Nizwa, the ancient city.
Nizwa, the ancient capital of Oman, is a small but charming city. I specifically chose to visit on a Thursday because every Friday morning there is a cattle and sheep market. Oman is a relatively wealthy country, and most people, except for foreign workers, own cars, so public transportation is not well developed. The most convenient way to get to Nizwa from the capital is by carpooling, although the timing can be unpredictable. The journey takes about two and a half to three hours. Remember to tell the driver to drop you off at the Nizwa market, or else you might end up in the new city.

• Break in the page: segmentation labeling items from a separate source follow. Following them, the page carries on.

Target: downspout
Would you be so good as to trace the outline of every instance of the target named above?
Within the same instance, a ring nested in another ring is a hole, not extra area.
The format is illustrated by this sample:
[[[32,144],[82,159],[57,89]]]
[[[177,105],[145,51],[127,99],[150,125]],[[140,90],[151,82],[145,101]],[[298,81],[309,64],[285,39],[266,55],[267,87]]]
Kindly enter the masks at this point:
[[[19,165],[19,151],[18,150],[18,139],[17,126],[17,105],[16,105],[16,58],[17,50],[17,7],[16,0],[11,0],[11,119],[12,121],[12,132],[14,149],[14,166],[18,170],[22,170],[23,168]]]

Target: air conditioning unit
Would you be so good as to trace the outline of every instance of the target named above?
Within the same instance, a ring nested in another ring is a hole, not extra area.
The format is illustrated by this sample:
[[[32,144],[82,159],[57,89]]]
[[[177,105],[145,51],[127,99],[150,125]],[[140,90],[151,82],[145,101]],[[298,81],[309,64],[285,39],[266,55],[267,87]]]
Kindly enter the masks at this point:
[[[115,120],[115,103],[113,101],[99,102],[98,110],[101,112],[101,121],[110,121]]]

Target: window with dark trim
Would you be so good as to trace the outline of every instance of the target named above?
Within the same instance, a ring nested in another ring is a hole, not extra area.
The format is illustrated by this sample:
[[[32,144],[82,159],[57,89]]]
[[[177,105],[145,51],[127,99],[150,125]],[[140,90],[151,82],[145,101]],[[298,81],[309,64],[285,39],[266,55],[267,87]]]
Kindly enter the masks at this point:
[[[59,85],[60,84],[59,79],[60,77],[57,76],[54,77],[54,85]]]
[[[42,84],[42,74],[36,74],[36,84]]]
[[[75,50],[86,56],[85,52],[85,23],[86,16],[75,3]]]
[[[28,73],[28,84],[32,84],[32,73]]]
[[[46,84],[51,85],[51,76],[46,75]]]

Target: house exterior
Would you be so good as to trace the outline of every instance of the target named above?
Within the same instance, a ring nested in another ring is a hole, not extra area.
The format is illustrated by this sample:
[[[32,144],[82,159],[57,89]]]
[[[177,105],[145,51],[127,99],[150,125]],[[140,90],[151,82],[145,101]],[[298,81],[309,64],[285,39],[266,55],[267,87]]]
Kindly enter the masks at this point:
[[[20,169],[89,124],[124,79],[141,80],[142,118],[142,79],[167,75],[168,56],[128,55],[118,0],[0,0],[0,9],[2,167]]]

The old town of Nizwa is very small, and you can walk through the entire town in less than half an hour. The main attractions are the Nizwa Fort, the pottery market, the food market, and the coffee shops. Since people from all over come to Nizwa on Thursdays to sell or visit the Friday cattle and sheep market, it is almost impossible to find accommodation on Thursday nights. I managed to book the only available hotel, which had been open for just two weeks.
If you search for Nizwa online, the most iconic image is probably the aerial view of Nizwa Fort. I didn't have a drone, so I don't have a panoramic photo of the fort. Although the fort is not very large, it takes about an hour to explore it thoroughly.
The pottery market is even more beautiful when lit up at night, but it's crowded and hard to take photos. For me, the most fun was the food market. I noticed that all the shoppers here are men. When the vendors saw me, an East Asian woman, they were usually very surprised and then very enthusiastic, offering me fruits and vegetables. After a round of the vegetable market, I had already eaten apples, oranges, fresh dates, and more. Then I went to the sweets market, where every stall offered free samples. Again, all the shoppers were men. When they saw me, they immediately made way for me to try the samples. Some even encouraged me to try everything as if they owned the stalls. The main sweet to sample is called halwa, a jelly-like dessert made from vegetable oil, sugar, rose water, and saffron, with various nuts, spices, and dates added for different flavors. Although it was too sweet for me, as a spice lover, I couldn't stop eating it. If you want to bring these sweets back to Hong Kong, choose a stall that provides airtight containers and put the halwa in the fridge as soon as you get home. These stalls also offer free coffee to cleanse your palate between samples. The coffee here is unique, flavored with cardamom and saffron, which I really enjoyed. I also bought some local coffee and cardamom to take back to Hong Kong.
It's worth mentioning the coffee shops here, not for the quality of the coffee, but for the viewing corridors on the second floor of some shops. These corridors are actually part of the old city walls. The day I visited, they were open for free, but I saw them cleaning the area, so I knew they would start charging the next day. From the viewing corridors, you can see date palm trees and buildings, just like the scenery I imagined in Oman.
The next morning, I arrived at the cattle and sheep market at 7 AM, and it was already crowded, making it hard to find a good spot for photos. Unlike the market in Kashgar, Xinjiang, where sellers wait for customers to choose their cattle and sheep, here the sellers lead their sheep around a sandy arena for everyone to bid on. Some sellers hire professional speakers to lead their sheep and loudly promote their qualities. After an hour, my legs were tired from standing, so I walked around and found that about 20% of the market visitors were foreign tourists.
Oman was once a British colony, so everyone speaks English, making communication easy. The food is mainly grilled meat, but if you don't like that, there are also pizzas available.